Famous 1sts in Deutsches Museum

First Automobile in Deutsches Museum (Photo by Don Knebel.)

First Automobile in Deutsches Museum (Photo by Don Knebel.)

Munich’s Deutsches Museum, on an island in the Isor River just beyond the medieval Isartor Gate, is the largest and finest museum of its kind in the world. The collection of more than 28,000 examples of human ingenuity from the Stone Age to the present includes one of the Wright Brothers’ first airplanes and the first roller skates, invented in Belgium. American visitors are often surprised by what is missing from the museum’s vast assemblage of firsts from around the world.

For example, the communications area houses the world’s first telephone, demonstrated by German Phillip Reis in 1862, fourteen years before Alexander Graham Bell summoned his assistant with “Watson come here.” The first successful telephonic message was the German equivalent of “the horse won’t eat cucumber salad.”

Protected behind glass in the transport section is the world’s first gasoline powered automobile, a three-wheeler built by German Karl Benz in 1885 and patented in Germany in 1886. The first American patent for a gasoline powered automobile was issued in 1895 to George Selden, a patent attorney who never actually built one.

A replica of the first programmable digital computer, called “Z3” and built in Germany by Konrad Zuse in 1941, is on display in the computer section.

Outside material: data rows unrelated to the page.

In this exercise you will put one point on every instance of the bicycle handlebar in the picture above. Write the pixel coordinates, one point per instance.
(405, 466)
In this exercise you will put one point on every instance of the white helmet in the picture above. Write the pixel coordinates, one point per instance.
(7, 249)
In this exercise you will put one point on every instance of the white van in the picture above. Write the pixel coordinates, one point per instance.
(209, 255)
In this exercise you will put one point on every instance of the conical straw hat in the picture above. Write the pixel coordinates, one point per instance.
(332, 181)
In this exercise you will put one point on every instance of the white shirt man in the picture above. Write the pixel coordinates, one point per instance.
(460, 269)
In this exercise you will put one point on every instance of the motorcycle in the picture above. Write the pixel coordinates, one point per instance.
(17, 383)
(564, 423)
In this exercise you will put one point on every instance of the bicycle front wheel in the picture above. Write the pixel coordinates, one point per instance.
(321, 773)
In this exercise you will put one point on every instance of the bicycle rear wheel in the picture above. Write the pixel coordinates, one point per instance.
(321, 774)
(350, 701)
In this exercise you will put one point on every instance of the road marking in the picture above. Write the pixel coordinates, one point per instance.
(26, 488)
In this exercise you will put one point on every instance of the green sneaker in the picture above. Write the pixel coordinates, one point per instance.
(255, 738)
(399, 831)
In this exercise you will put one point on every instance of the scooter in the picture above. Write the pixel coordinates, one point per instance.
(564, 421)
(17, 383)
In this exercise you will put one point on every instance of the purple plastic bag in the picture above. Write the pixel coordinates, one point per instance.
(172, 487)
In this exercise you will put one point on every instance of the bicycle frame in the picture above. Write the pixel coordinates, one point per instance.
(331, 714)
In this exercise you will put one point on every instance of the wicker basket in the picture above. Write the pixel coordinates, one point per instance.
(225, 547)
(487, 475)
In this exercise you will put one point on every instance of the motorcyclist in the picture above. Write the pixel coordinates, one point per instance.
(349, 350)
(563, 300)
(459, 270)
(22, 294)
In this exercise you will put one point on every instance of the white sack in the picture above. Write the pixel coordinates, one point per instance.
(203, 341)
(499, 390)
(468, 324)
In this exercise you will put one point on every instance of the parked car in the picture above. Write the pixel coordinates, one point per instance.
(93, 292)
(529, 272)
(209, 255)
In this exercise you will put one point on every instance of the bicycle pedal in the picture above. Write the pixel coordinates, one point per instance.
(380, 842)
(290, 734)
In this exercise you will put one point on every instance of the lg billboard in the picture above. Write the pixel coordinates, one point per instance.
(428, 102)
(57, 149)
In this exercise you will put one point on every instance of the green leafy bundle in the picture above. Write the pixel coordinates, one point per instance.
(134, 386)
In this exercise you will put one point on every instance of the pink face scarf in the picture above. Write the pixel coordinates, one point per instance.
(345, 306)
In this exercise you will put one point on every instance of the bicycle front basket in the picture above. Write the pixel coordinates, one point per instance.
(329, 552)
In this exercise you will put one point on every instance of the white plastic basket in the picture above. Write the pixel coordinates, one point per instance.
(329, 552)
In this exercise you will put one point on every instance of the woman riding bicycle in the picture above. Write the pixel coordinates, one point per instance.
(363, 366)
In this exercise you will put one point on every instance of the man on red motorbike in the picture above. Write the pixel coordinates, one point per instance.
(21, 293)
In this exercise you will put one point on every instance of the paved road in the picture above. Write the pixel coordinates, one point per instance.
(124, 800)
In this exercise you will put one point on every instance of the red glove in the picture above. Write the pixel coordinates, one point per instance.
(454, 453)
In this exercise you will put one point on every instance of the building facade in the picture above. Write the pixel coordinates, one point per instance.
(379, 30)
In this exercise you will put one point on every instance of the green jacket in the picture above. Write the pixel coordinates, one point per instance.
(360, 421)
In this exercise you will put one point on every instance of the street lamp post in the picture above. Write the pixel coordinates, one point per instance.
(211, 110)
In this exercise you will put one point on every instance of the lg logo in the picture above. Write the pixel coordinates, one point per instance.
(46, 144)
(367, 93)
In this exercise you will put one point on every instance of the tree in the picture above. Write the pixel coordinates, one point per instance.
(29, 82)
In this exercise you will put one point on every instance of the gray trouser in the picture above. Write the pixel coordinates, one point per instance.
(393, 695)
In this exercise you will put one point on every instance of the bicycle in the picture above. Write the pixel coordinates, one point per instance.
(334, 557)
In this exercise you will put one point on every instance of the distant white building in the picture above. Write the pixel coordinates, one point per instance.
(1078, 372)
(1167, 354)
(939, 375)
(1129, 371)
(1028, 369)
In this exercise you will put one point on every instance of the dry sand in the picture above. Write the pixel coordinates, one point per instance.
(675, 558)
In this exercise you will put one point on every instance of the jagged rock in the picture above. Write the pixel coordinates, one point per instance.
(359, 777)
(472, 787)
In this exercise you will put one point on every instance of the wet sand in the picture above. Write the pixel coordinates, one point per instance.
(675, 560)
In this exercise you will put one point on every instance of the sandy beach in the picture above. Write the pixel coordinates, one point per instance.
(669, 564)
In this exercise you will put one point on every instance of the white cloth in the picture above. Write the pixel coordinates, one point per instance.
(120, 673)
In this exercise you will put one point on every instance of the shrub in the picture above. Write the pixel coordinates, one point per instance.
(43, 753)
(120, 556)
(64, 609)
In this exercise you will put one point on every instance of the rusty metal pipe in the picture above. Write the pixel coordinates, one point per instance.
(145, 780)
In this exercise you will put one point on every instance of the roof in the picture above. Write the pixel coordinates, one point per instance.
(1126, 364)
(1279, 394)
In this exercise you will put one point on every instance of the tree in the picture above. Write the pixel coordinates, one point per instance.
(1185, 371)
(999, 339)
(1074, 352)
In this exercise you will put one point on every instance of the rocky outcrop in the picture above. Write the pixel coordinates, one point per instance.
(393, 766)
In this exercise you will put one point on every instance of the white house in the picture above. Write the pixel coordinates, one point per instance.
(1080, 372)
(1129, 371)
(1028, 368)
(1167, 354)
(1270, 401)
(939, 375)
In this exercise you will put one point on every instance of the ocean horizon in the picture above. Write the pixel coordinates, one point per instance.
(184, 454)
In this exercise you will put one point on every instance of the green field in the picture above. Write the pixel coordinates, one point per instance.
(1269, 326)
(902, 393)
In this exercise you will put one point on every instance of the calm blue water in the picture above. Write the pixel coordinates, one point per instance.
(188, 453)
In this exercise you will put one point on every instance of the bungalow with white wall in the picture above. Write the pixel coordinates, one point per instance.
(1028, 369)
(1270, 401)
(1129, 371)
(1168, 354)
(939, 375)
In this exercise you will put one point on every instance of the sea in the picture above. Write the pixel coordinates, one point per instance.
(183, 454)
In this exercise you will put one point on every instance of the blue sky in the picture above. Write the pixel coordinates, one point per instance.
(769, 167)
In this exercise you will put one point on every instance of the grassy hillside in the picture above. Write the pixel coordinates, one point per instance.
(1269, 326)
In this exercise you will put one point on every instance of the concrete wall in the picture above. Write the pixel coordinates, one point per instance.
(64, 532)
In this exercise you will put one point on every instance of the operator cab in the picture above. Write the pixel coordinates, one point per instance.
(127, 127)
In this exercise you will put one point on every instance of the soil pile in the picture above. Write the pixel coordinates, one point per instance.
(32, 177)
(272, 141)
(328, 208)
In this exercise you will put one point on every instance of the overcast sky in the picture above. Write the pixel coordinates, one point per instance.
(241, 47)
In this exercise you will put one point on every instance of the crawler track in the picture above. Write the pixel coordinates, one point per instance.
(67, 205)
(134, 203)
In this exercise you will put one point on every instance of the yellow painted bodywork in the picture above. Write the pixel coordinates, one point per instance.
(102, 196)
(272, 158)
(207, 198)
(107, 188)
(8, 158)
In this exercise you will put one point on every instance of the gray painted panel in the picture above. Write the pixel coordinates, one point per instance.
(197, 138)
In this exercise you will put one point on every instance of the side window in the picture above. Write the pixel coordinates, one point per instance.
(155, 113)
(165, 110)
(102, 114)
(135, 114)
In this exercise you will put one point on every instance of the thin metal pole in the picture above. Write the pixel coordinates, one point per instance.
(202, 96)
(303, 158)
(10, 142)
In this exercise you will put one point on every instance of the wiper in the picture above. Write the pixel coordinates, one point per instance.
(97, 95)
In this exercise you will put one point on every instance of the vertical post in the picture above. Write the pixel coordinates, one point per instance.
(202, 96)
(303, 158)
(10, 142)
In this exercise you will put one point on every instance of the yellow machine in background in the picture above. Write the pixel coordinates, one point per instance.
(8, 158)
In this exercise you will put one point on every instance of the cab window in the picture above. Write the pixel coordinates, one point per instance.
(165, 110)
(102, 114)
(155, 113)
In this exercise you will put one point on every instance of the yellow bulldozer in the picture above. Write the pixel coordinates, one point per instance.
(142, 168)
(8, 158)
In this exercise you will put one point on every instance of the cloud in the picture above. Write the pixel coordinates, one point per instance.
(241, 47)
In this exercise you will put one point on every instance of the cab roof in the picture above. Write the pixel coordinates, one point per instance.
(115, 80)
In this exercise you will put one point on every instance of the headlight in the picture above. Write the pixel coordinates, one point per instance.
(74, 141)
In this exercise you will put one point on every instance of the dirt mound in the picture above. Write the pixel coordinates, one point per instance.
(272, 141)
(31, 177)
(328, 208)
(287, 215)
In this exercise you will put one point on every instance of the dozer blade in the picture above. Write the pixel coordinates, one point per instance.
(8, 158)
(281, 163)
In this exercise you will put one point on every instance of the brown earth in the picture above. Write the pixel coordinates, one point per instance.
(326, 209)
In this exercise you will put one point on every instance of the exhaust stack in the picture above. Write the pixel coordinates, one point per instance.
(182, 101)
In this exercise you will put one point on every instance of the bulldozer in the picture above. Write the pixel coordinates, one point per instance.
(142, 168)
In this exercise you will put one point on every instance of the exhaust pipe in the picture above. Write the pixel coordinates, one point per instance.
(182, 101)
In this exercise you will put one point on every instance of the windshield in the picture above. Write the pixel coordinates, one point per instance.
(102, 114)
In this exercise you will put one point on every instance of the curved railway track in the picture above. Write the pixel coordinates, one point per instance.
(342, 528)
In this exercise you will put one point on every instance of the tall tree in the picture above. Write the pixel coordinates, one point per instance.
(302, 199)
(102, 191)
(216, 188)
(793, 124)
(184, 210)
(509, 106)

The first American programmable digital computer was at least three and maybe five years later.

A chronological exhibit shows the development of liquid fuel rockets, ending with the Saturn V rocket that took Americans to the moon. The first rocket in the series is the German V2, built during World War II to attack European cities. The first American-built rocket is a virtual copy of the V2. Also on display is the bench on which two German scientists first demonstrated nuclear fission in 1938.

A tour of the Deutsches Museum is like international travel generally. Visits to other countries provide plenty of opportunities to be proud of American accomplishments and to be glad to arrive home. Those visits also provide the sometimes humbling realization that the United States has not always been the first or the best, encouraging us to be thankful for the contributions and successes of others.